先週報じられたOpenAIのChatGPT内直接チェックアウト断念を受け、EtsyとShopifyの株価が上昇しました。BTIGのアナリストはEtsyを「最大の恩恵を受ける企業」と評価し、ShopifyについてはBofAが15%の追加上昇余地を予測しています。

OpenAIがチェックアウトをパートナーアプリ経由に方針転換したことで、既存のECプラットフォームがAIコマースの恩恵を受ける構図が明確になりました。

欧州インターネットユーザーの78%がオンライン購入(2025年)

2025年、EUのインターネットユーザーの78%がオンラインで少なくとも1回の購入を行いました。アイルランドが95%超で最高位、ルーマニアは過去10年で最も成長率が高い国となっています。

欧州全体でのEC浸透率が着実に上昇しており、クロスボーダーECに取り組む事業者にとって重要なマーケットデータです。

韓国配送競争激化、Coupang失速の隙を突くライバル各社

データ漏洩問題で顧客離れが起きているCoupangに対し、韓国のライバルEC各社がより短い配送時間を武器に攻勢をかけています。離脱する買い物客の獲得に向け、配送スピード競争が一段と激化しています。

物流品質が顧客ロイヤルティに直結することを改めて示す事例で、データセキュリティと物流の両面でのオペレーション品質がEC事業の生命線であることが浮き彫りになっています。

決済・フィンテック

APAC EC事業者、非効率性により年間720億ドルを損失

Payoneerの調査によると、アジア太平洋地域のEC事業者はカート放棄、為替コスト、決済遅延などの非効率性により、年間推定720億ドルの価値を失っています。

クロスボーダー決済の摩擦が依然として大きな課題であり、エージェンティックコマースによる決済フローの自動化・最適化がこの問題の解決策として期待される背景となっています。
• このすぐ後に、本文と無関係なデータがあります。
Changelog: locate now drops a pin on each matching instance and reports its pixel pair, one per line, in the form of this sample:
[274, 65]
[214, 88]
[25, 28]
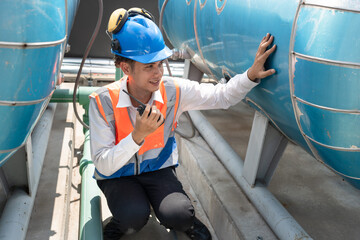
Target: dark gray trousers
[129, 200]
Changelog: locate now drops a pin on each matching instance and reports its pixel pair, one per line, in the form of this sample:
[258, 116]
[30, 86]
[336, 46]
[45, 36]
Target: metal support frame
[277, 217]
[265, 148]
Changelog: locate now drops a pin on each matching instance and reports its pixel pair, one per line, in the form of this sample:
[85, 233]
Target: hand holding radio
[147, 121]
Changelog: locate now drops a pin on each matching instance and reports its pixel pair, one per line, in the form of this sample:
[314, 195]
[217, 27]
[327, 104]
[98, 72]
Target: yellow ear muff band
[117, 20]
[141, 11]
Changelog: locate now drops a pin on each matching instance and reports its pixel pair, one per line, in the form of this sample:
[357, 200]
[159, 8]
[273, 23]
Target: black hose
[88, 48]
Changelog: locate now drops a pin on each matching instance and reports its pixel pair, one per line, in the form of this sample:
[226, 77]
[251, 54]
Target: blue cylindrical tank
[33, 36]
[314, 98]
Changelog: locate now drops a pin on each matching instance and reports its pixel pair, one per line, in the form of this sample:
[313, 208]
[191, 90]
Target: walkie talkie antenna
[134, 98]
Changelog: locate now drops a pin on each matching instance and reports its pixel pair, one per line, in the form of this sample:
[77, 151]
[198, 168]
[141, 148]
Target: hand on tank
[147, 123]
[257, 70]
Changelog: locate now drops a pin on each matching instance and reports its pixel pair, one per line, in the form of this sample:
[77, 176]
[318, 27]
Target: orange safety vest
[157, 140]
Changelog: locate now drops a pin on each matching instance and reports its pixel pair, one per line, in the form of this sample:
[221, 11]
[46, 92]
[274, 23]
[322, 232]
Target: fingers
[155, 114]
[146, 112]
[267, 73]
[265, 42]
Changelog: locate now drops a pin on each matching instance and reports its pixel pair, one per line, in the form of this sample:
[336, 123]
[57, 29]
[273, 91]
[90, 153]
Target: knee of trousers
[177, 215]
[131, 220]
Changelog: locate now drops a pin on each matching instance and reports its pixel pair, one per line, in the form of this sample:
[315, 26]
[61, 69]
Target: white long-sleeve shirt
[108, 157]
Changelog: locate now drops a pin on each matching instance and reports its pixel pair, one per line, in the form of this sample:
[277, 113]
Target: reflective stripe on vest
[159, 149]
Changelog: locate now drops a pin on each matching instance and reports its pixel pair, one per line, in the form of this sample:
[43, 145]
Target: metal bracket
[192, 72]
[266, 146]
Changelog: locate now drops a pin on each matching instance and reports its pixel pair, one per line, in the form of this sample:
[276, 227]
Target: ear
[125, 67]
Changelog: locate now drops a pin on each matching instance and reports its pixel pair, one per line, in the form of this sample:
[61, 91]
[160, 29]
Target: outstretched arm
[257, 70]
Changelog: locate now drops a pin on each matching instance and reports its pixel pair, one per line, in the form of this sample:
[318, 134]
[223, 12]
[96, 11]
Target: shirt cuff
[131, 144]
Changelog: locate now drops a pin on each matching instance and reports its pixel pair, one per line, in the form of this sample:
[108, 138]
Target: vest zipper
[136, 165]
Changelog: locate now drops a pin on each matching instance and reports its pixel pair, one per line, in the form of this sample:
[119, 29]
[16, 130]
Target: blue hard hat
[140, 39]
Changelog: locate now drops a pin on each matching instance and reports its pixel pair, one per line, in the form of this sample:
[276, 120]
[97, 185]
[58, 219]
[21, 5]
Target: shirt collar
[124, 99]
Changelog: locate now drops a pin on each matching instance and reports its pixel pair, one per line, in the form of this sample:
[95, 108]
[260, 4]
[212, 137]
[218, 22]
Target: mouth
[155, 82]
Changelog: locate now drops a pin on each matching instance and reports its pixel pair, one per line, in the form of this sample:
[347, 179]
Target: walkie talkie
[142, 106]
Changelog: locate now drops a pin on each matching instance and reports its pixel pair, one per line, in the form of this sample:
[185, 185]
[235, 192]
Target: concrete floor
[325, 206]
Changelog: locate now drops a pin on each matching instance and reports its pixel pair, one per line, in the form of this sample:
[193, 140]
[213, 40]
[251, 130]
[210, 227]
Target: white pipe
[276, 216]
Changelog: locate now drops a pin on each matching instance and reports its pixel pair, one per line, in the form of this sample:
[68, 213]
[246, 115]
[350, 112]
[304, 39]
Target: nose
[158, 70]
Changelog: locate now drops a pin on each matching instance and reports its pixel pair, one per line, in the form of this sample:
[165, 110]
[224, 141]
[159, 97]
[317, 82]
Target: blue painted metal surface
[314, 97]
[33, 35]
Radial、Riskifiedを選定し不正検知・返品保護を強化

フルフィルメント・オムニチャネルプロバイダーのRadialが、Riskifiedと提携して加盟店ネットワーク全体の決済不正検知と返品・返金不正対策を強化します。エージェンティックコマース時代にはAIエージェントによる不正取引リスクも新たに浮上しており、不正対策の高度化は急務となっています。

消費者動向

Costco、デジタルパーソナライゼーションで4.7億ドルの売上成長

CostcoのCFO Gary Millerchip氏が、パーソナライズされた商品レコメンドカルーセルとモダナイズされた表示ページにより、EC売上とトラフィックが成長したと発表しました。デジタルパーソナライゼーションが4億7000万ドルの売上成長に寄与しています。

会員制ホールセールの巨人がデジタル投資の具体的なROIを開示した点は注目に値します。パーソナライゼーションの効果が数字で裏付けられた好事例です。

まとめ

本日のニュースの大きなテーマは「エージェンティックコマースの実装加速」です。AWSの決済参入、Azomaの商品可視化プロトコル(AMP)、Mastercardのトルコ展開、Decagonのプロアクティブ・エージェントと、インフラ・ブランド・決済・顧客接点のそれぞれのレイヤーで具体的な実装が進んでいます。

一方で、OpenAIのチェックアウト断念を受けたEtsy・Shopifyの株価上昇は、エージェンティックコマースの主導権争いにおいて既存ECプラットフォームが依然として重要なポジションを維持していることを示しています。明日以降は、AWS決済の具体的なサービス内容や、AMP採用企業の広がりに注目です。